5 Reasons Why Employee Training Can Fail and How to Fix It
April 13, 2022 | training
by ExperiencePoint

Training investments are up 12% in the last year as companies invest in new capabilities for a rapidly changing world and engage and retain talent. And yet, research suggests that less than 15% of people in training programs use new skills back on the job.  

The problem with corporate training programs isn't a lack of investment or interest. It's that old habits die hard. Without support and reinforcement, people don't retain the skills they learn or apply them in the workplace. Learning sticks when new skills and behaviors become the "way things are done around here."

This blog looks at the top five reasons training programs fail and highlights the difference between subpar training and learning that sticks and sustains.

Why Do Training Programs Fail?

  1. Superficial training

    "That was interesting, but I'm not sure how to use it,"
    is a common sign of superficial training. It's training that may introduce exciting new concepts and tools but fails to develop the skills and behaviors required to use them effectively. This type of training might render decent course satisfaction scores, but it doesn’t prioritize performance improvement.

    When training is based on design thinking frameworks, it improves performance and enables people to think, act and behave in new ways. It is experiential and provides a safe space for people to practice in ways that expose their biases and bad habits. The real magic happens when practice is scaffolded so that it can be applied to a real business challenge. People leave human centered design training  knowing they're on a learning journey and have work to do but are excited about the impact they can have on their work because they've experienced it firsthand. This kind of learning journey is why ExperiencePoint was founded 25 years ago and continues to be the core of our company’s mission today. 

  2. Cultural resistance

    "You can’t send a changed person back into an unchanged environment,” is the cry of a once keen learner, now disappointed by cultural barriers back at work. Leaders may, for example, support innovation training with messages like, "it's okay to experiment and fail," but if the culture of the organization doesn't truly operate in that way, new skills and behaviors won't emerge. What will emerge is frustration that crushes early enthusiasm.

    In addition to developing new skills and behaviors, it is important to consider the learners' context so that the learning sticks and translates into improved performance. Successful innovation training programs require leadership commitments of time and company resources — as well as systems for recognizing, rewarding, and communicating progress. They consider and act upon the organizational conditions and support that encourage new skills and behaviors.

  3. External experts

    "There's no one walking our (virtual) halls that I can turn to for help," is a strong indicator of a dependency on external trainers to build capability. In these situations, learners may emerge from training feeling energized and empowered, but without internal expertise to turn to, they're abandoned to apply the learning on their own.  Given a barrage of competing priorities, it's unrealistic to expect meaningful improvements in performance.  

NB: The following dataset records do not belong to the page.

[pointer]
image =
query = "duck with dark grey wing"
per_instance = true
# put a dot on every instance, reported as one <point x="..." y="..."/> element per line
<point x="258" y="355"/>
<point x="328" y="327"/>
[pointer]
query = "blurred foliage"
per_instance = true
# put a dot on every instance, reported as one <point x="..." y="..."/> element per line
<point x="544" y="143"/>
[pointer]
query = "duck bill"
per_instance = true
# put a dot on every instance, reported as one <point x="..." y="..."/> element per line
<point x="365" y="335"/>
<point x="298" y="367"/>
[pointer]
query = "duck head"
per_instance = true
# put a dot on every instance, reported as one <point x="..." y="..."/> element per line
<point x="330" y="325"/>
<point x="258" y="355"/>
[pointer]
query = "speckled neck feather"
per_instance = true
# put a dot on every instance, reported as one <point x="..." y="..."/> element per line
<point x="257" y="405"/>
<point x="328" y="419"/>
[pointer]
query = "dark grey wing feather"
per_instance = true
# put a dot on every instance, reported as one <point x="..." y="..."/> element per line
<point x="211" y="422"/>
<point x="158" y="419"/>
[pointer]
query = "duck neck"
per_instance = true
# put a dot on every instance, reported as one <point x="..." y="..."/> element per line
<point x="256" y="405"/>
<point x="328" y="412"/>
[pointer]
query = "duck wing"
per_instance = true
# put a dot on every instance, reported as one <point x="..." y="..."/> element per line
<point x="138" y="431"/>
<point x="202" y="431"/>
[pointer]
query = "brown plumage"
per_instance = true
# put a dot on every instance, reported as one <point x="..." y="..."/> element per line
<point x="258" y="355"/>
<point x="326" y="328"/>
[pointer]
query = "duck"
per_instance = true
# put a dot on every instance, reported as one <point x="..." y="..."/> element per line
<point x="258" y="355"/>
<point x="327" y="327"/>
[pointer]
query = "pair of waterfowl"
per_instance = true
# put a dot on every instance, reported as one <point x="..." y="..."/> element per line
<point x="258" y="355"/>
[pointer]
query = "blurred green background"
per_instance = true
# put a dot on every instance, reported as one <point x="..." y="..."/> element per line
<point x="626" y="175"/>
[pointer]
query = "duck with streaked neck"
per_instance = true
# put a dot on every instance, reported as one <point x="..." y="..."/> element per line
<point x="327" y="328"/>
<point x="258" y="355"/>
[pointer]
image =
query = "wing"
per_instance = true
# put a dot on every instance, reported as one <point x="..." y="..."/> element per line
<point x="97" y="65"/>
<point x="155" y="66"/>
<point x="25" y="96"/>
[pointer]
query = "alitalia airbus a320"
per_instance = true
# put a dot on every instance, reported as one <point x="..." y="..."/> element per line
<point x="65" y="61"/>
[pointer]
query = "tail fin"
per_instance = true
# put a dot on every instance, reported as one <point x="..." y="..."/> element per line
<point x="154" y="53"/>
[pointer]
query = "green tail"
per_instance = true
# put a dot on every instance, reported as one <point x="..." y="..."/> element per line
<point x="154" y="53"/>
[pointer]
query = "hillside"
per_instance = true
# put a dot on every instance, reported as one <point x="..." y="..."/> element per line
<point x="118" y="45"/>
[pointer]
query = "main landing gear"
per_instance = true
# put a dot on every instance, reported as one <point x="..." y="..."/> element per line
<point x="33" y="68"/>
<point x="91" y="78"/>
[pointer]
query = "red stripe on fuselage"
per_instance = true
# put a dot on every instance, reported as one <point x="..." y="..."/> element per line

    Self-sufficiency is key to improved performance and is achieved through a community of practice, made up of internal facilitators, that builds expertise from within: It is a proven approach to scaling capability. Internal facilitators are the contextualizers. They envision possibilities, roll up their sleeves, and work within organizational constraints to coach and support learners and move the needle. At ExperiencePoint, our train-the-trainer processes and digitally-driven workshops are designed to help even novice facilitators deliver exceptional learning experiences.

  4. Lack of early impact

    "We've trained thousands and haven't seen results," is the boardroom bellow of an executive whose commitment is waning. Unfortunately, this sentiment produces leaders who come to regard training as a cost instead of an investment.   

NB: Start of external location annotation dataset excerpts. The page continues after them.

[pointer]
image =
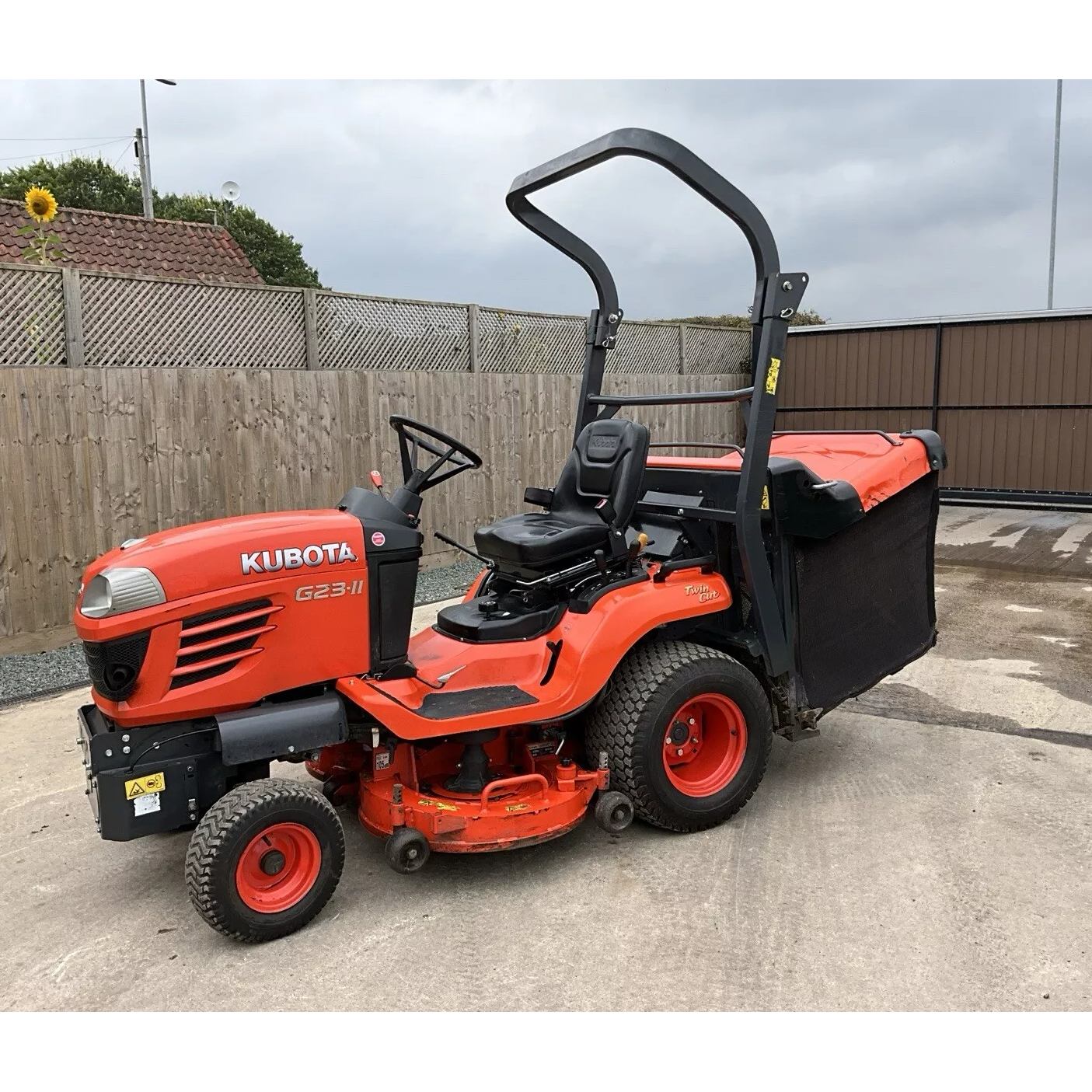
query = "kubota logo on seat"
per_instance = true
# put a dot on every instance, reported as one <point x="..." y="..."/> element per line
<point x="293" y="557"/>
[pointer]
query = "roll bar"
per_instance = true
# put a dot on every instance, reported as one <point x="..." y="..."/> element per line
<point x="646" y="145"/>
<point x="776" y="298"/>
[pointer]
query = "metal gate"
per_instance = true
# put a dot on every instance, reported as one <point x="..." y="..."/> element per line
<point x="1010" y="394"/>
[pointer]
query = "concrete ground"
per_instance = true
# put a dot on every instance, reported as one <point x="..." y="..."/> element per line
<point x="930" y="850"/>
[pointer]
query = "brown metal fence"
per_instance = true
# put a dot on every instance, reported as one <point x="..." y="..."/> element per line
<point x="1010" y="396"/>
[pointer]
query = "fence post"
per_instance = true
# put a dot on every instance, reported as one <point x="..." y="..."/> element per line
<point x="73" y="317"/>
<point x="472" y="333"/>
<point x="936" y="377"/>
<point x="310" y="331"/>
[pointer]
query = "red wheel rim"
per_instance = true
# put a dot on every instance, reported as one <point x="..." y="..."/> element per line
<point x="703" y="759"/>
<point x="278" y="867"/>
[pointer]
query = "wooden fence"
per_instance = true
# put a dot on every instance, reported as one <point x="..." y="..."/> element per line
<point x="91" y="456"/>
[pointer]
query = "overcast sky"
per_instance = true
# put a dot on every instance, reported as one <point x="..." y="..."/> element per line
<point x="898" y="198"/>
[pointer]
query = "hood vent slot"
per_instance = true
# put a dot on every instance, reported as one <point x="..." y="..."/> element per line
<point x="218" y="640"/>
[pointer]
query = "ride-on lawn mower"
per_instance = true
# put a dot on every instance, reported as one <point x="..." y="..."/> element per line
<point x="631" y="647"/>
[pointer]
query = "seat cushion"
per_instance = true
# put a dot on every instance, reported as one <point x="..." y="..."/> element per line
<point x="536" y="539"/>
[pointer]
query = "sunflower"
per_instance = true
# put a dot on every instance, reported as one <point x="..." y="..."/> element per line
<point x="40" y="204"/>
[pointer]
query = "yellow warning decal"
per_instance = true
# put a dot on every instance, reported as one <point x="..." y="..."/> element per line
<point x="771" y="376"/>
<point x="150" y="783"/>
<point x="439" y="805"/>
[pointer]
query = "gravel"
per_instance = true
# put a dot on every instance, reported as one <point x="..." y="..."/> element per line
<point x="38" y="674"/>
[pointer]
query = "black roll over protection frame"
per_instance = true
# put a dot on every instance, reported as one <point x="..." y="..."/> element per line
<point x="776" y="298"/>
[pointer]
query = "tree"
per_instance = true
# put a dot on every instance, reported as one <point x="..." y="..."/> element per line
<point x="803" y="318"/>
<point x="93" y="183"/>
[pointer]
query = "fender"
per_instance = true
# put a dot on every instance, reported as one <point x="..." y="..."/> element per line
<point x="494" y="685"/>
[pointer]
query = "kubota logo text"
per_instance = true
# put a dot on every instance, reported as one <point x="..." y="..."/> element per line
<point x="294" y="557"/>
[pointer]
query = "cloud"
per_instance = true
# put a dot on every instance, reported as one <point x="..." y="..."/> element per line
<point x="900" y="198"/>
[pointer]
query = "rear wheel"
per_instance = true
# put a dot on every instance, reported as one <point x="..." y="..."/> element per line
<point x="687" y="731"/>
<point x="264" y="860"/>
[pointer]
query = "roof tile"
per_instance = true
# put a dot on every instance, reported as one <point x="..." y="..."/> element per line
<point x="94" y="240"/>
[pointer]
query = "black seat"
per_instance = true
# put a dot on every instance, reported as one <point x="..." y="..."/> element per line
<point x="607" y="462"/>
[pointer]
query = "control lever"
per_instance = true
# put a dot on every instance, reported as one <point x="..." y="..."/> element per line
<point x="451" y="542"/>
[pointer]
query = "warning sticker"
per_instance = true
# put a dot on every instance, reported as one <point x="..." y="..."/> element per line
<point x="146" y="804"/>
<point x="439" y="805"/>
<point x="150" y="783"/>
<point x="771" y="376"/>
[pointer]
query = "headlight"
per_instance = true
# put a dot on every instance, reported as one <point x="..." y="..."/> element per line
<point x="118" y="591"/>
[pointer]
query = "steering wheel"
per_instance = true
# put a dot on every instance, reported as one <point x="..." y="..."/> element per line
<point x="417" y="480"/>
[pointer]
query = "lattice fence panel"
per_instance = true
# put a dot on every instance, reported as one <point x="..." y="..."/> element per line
<point x="646" y="348"/>
<point x="32" y="317"/>
<point x="717" y="350"/>
<point x="164" y="323"/>
<point x="519" y="341"/>
<point x="361" y="332"/>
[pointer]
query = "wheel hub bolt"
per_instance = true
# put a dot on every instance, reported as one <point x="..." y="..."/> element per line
<point x="272" y="862"/>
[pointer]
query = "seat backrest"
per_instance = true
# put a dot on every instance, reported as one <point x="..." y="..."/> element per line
<point x="607" y="461"/>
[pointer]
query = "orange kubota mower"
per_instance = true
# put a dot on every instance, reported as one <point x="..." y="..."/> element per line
<point x="631" y="647"/>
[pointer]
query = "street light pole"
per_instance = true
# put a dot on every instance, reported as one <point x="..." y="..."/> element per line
<point x="1054" y="200"/>
<point x="145" y="175"/>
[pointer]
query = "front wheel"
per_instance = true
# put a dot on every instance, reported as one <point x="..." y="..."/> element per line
<point x="687" y="731"/>
<point x="264" y="860"/>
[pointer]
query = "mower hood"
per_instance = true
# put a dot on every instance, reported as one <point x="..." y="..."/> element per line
<point x="239" y="550"/>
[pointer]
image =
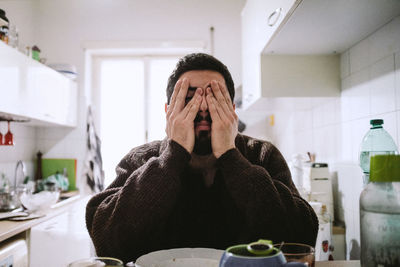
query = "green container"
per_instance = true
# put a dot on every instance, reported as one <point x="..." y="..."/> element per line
<point x="380" y="213"/>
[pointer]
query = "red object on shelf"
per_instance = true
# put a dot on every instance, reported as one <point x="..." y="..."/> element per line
<point x="8" y="138"/>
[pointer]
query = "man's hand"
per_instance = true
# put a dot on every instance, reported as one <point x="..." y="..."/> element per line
<point x="180" y="118"/>
<point x="224" y="127"/>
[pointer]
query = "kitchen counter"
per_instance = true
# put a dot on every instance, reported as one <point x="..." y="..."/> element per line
<point x="11" y="228"/>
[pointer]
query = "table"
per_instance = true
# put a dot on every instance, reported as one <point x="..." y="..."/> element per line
<point x="337" y="264"/>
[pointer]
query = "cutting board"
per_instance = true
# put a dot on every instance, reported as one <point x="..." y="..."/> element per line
<point x="52" y="166"/>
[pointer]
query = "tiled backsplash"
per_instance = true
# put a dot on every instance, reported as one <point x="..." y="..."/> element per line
<point x="53" y="142"/>
<point x="333" y="128"/>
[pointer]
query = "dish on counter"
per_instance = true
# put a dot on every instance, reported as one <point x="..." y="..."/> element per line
<point x="181" y="257"/>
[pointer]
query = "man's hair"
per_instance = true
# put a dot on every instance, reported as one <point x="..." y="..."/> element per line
<point x="199" y="61"/>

    Determining the return on investment for innovation training is possible, but it requires a shift from the traditional focus on long-term project benefits (which may or may not yield ROI for years) and toward a focus on daily upgrades. ‘Daily upgrade’ is a term we've coined to reflect the massive cumulative benefits of bringing innovation into everyone's daily work and replacing old habits with new ones. At ExperiencePoint, we've refined protocols to capture and quantify these business outcomes and create stories that strengthen commitment among executives. One story of a learner saving $75,000 inspires commitment; ten stories inspire a movement.

  5. Go-slow approach

    "We struggled to sustain early momentum," is how many L&D and talent leaders describe false starts among their training initiatives. A fuse is lit when new training initiatives are announced, particularly those intended to span large groups of people.  People get excited, but when one team trained and encouraged to adopt a new language and set of skills bumps up against others who haven't, early enthusiasm can quickly decay into cynicism, and credibility can be lost. 

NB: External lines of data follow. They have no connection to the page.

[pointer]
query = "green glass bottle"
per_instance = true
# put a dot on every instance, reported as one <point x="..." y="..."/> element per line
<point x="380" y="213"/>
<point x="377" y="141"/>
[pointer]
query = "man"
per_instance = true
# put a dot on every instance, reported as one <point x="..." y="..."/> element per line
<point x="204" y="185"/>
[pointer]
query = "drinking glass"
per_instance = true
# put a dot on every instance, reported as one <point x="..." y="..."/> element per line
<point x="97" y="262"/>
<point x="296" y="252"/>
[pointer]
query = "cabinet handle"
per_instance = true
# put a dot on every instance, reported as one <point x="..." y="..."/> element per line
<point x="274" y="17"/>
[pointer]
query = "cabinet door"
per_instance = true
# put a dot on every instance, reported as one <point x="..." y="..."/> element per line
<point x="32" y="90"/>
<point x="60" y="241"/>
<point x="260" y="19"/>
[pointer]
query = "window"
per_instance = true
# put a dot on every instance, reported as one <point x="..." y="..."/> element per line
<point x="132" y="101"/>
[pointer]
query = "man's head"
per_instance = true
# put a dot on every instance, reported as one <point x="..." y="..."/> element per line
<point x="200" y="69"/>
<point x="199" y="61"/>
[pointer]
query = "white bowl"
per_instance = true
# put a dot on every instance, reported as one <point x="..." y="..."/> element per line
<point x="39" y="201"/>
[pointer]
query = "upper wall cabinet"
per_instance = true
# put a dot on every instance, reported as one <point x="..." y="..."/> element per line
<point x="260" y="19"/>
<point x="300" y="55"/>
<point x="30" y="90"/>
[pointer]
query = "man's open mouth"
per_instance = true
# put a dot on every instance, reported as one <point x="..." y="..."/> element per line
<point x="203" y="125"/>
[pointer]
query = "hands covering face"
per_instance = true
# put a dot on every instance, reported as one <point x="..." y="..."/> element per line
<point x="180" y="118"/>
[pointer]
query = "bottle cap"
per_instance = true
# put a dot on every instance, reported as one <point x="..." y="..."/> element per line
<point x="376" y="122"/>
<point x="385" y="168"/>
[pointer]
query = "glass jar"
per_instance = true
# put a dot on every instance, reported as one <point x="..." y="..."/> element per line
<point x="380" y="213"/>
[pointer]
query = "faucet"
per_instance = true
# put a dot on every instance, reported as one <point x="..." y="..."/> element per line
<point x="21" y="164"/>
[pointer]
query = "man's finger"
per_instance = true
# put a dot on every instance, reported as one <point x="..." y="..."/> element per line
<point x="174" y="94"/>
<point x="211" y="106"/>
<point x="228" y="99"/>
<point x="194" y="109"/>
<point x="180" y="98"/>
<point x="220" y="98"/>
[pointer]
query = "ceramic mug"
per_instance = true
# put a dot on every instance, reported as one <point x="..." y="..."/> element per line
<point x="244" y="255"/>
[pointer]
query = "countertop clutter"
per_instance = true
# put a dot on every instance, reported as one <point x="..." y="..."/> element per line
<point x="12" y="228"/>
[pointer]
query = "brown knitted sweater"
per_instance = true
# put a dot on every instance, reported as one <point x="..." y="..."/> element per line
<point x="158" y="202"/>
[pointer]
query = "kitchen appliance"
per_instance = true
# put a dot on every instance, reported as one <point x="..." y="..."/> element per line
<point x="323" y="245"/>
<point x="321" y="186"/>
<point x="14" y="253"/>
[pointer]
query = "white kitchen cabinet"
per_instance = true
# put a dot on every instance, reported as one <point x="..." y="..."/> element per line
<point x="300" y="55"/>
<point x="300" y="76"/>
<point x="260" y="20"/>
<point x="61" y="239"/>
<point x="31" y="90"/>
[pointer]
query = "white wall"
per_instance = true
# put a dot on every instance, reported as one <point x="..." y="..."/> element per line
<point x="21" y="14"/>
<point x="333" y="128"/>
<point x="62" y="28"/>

    In our experience, it's essential to involve everyone as quickly as possible and use momentum to your advantage when rolling out innovation training. Pace is a way to de-risk a training rollout and maximize the flywheel benefits of creating a movement.  As a world-leading provider of human centered design training, we've designed our approach to support your momentum and preserve your credibility with a swift and effective rollout.